Leah, you have asked some very good and sensitive questions. I want to try to answer at least a couple of them tonight, and more on Friday.
You ask about our many moves, and if I would now prefer to have “figured it all out” sooner and saved myself some time and energy. I know it is hard to believe it could take twenty years, but we were actually going as fast as we could!
It was more than that, of course. I realize now that through all those moves I was working something out inwardly. Or perhaps I should say we were working something in outwardly. Really it was both.
Our moves served two purposes so closely bound together they were only distinguishable in retrospect. For my husband they served to work toward a wholeness of meaning. His was an outward search, where he worked that meaning into himself until at last he came to embody it.
For me those moves served the purpose of working through inner distress, an inner search for a feeling I could not forget and I could not find. It was a working things out of me inwardly, until I reached the emptiness I remembered, the “white room” I left home looking for more than thirty years ago.
Our many moves and homes certainly permitted us to work through a world of trials and errors. We evolved together, my husband, our room, and I. We began over and over again together. Moving our entire life so often had many practical disadvantages, but one advantage it had was that it permitted us to start completely afresh many times. We were forever rethinking the whole of things back to the beginning.
That is I think what Sherry and Julie and Dewey are doing now, thinking things back to the beginning. It is an outer and an inner movement. I don't know how else to do it. And, for us at least, I don't think we could have come at it more abruptly and remained whole. We had to untangle a thousand knots, and tie up a thousand loose ends, to put the beginning back together again.
You would like to know what kind of a relationship it is that exists without ordinary internal conflict in such a small space. And Bri, you very reasonably ask if I somehow surrendered my identity to my marriage—if my husband and I are not still different people?
Pam and Julie, you have each offered very generous and compelling explanations of this strange state of things. I cannot improve on what has been said already.
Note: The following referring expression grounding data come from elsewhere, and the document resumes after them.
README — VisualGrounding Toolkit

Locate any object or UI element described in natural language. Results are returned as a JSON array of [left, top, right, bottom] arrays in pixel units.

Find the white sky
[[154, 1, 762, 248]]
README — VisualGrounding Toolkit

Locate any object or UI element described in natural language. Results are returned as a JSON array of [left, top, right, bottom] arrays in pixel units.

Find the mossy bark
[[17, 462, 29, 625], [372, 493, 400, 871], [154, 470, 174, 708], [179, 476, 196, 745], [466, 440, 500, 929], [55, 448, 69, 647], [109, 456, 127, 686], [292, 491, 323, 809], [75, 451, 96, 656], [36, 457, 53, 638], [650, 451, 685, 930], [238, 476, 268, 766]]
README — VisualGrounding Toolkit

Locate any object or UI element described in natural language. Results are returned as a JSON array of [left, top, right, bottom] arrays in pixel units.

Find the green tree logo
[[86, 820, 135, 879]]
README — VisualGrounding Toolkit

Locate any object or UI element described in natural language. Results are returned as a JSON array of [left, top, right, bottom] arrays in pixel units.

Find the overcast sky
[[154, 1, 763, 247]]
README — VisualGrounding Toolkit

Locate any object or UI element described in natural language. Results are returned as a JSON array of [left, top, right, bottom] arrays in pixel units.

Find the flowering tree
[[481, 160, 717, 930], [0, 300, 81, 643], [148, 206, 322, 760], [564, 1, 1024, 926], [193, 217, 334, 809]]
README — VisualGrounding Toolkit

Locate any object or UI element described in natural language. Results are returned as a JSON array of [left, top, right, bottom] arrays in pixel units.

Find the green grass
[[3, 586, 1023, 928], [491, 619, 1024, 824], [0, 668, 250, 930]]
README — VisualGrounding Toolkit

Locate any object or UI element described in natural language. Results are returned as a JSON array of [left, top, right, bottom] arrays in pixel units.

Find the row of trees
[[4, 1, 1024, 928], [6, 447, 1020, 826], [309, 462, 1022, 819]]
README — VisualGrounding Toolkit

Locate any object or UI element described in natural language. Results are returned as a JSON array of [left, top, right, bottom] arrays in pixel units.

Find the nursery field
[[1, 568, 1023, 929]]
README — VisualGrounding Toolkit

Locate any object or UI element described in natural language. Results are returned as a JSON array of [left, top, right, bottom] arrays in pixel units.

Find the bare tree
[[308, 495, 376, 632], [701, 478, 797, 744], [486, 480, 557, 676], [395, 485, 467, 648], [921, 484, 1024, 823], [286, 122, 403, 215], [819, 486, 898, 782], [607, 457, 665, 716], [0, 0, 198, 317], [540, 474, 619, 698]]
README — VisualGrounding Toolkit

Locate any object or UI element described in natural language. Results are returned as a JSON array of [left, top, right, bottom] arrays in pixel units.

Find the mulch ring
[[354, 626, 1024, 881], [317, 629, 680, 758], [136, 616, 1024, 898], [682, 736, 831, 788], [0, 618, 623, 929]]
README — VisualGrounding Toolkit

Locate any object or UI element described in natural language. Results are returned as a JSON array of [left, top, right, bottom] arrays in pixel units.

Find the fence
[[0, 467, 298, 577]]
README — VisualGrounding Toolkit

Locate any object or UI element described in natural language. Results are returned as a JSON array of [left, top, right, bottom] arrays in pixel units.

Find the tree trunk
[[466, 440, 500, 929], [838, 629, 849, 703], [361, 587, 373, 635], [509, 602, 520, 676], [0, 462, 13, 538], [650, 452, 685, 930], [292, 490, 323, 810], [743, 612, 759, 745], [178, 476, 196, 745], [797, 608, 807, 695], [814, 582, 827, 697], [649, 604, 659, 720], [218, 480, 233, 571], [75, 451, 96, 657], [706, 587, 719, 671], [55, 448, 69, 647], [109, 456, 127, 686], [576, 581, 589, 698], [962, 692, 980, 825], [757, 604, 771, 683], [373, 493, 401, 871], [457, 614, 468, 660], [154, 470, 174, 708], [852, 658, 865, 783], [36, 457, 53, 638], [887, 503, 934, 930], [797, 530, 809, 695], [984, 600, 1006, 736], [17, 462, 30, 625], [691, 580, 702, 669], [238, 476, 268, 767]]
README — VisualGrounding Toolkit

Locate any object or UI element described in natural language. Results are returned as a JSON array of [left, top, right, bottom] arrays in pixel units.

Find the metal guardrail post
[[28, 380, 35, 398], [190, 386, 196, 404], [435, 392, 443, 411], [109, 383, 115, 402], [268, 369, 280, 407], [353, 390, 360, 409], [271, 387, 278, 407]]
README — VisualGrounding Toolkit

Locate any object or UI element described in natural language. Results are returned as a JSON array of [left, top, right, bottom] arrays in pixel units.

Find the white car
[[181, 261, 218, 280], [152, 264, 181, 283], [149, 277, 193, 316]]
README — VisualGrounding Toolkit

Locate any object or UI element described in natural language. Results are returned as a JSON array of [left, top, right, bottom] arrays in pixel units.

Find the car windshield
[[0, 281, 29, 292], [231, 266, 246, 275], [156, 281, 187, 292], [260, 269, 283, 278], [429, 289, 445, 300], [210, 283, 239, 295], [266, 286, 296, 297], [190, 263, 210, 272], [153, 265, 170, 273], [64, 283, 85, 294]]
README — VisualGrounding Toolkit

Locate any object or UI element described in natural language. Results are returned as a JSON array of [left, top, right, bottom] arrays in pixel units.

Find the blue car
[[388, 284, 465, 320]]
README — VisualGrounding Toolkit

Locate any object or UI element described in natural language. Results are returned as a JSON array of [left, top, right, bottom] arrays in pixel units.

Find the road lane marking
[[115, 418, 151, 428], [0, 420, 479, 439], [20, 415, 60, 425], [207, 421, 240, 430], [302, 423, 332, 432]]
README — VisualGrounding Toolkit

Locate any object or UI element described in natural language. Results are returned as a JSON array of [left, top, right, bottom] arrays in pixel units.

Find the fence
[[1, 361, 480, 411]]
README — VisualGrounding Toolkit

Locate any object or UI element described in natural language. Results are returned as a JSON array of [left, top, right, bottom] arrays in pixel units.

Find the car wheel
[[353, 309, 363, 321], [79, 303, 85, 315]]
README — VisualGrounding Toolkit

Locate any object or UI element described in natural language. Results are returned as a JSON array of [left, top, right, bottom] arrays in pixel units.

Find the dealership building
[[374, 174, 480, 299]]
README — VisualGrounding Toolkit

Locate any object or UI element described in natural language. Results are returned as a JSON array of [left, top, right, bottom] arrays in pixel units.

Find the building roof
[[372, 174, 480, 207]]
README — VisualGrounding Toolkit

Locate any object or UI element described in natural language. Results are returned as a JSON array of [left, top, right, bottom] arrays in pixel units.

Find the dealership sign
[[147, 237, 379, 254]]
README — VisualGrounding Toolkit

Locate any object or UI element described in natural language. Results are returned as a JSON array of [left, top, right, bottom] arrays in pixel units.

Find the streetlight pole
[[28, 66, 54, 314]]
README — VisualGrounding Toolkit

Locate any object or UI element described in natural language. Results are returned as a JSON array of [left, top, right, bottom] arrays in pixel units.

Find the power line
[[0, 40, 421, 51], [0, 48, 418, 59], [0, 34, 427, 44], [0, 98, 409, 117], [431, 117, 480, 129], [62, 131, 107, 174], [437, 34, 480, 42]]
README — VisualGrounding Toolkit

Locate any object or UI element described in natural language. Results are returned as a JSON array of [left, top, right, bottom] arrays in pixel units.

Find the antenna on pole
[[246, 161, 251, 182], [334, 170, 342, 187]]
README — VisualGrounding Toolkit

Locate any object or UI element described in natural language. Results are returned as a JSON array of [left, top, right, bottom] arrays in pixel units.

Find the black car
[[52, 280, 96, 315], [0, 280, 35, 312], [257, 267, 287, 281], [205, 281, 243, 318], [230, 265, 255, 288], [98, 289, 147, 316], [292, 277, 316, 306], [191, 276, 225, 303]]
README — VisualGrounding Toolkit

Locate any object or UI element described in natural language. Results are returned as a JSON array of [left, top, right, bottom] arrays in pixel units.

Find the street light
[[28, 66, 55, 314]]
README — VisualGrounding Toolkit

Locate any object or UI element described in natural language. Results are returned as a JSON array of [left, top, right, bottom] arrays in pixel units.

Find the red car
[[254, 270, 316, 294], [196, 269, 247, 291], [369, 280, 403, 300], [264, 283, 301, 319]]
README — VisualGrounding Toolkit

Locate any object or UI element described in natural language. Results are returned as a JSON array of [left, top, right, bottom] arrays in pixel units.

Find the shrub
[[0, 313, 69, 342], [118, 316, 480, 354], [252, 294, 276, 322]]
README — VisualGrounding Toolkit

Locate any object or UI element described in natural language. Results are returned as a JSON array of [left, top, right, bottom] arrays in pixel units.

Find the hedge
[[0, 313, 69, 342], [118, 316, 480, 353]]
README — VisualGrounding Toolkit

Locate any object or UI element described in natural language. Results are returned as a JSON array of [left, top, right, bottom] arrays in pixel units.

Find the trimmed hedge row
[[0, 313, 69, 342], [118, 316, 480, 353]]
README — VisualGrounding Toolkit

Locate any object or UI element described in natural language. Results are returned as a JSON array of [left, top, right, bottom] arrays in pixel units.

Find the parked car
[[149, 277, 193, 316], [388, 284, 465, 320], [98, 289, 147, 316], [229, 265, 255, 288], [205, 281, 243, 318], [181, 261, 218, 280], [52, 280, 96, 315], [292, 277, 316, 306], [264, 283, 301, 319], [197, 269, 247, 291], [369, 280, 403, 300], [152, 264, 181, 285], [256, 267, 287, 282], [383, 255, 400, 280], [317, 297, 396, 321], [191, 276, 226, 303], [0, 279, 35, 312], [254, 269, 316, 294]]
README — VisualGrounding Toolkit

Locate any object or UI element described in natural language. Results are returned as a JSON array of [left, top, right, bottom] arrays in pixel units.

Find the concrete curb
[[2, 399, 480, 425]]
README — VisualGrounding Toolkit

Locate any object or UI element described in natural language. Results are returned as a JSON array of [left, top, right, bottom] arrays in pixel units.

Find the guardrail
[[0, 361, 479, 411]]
We have spoken of how Michael and I are really just one. Now you have me wondering with your explorations if it would not be more accurate still to speak of three of us as one—of my husband and me and Innermost House together.
Out in the separate world, my husband has a great deal of what you might call savoir faire. He always has a feeling for the center of things, so he is not thrown off balance by unexpected or even desperate situations. He carries a kind of moving stillness around with him.
I am the opposite. I am always off balance in the world. You never know what I'll say next. I never know either. That can make for some awkward situations when you have practical business to transact. So when it is necessary to negotiate a difficult practical situation, it is best that Michael deal with it alone.
Together at Innermost House it is different. Our relationship there is centered and intensified without complication. It is the complication of worldly life I find so disorienting, so incomprehensible. On the other hand, it is the undivided intensity of life at Innermost House that I most miss in the world.
In worldly ways my husband and I are not extraordinarily alike, we are extraordinarily different. It is just that the nature of the difference is somehow such that we make one person between us at Innermost House without any pieces left over. So you might say that the one person we two are between us is more the one existence we three are together. Oh dear!
But before you despair of my explanation having gone from bad to worse, let me try once more. That same one existence that we three are together has proved again and again capable of absorbing others into its oneness who enter into it in spirit.
So in a way it has nothing to do with me or us or anyone else as persons, and more to do with oneness. It is as if what you leave behind you at the door of Innermost House is your identity, your person-ality. That is the character of our marriage, and that is our way of receiving guests.
We three and our guests evolved together. There have been as many of us as there have been homes along the way. For each home was the Innermost House of that stage. With each one we left as much of our personal selves outside as we could, as much as the house made possible.
There are important questions remaining, especially concerning the inner character of the Conversation and about changes in the next Innermost House. Those I look forward to addressing soon.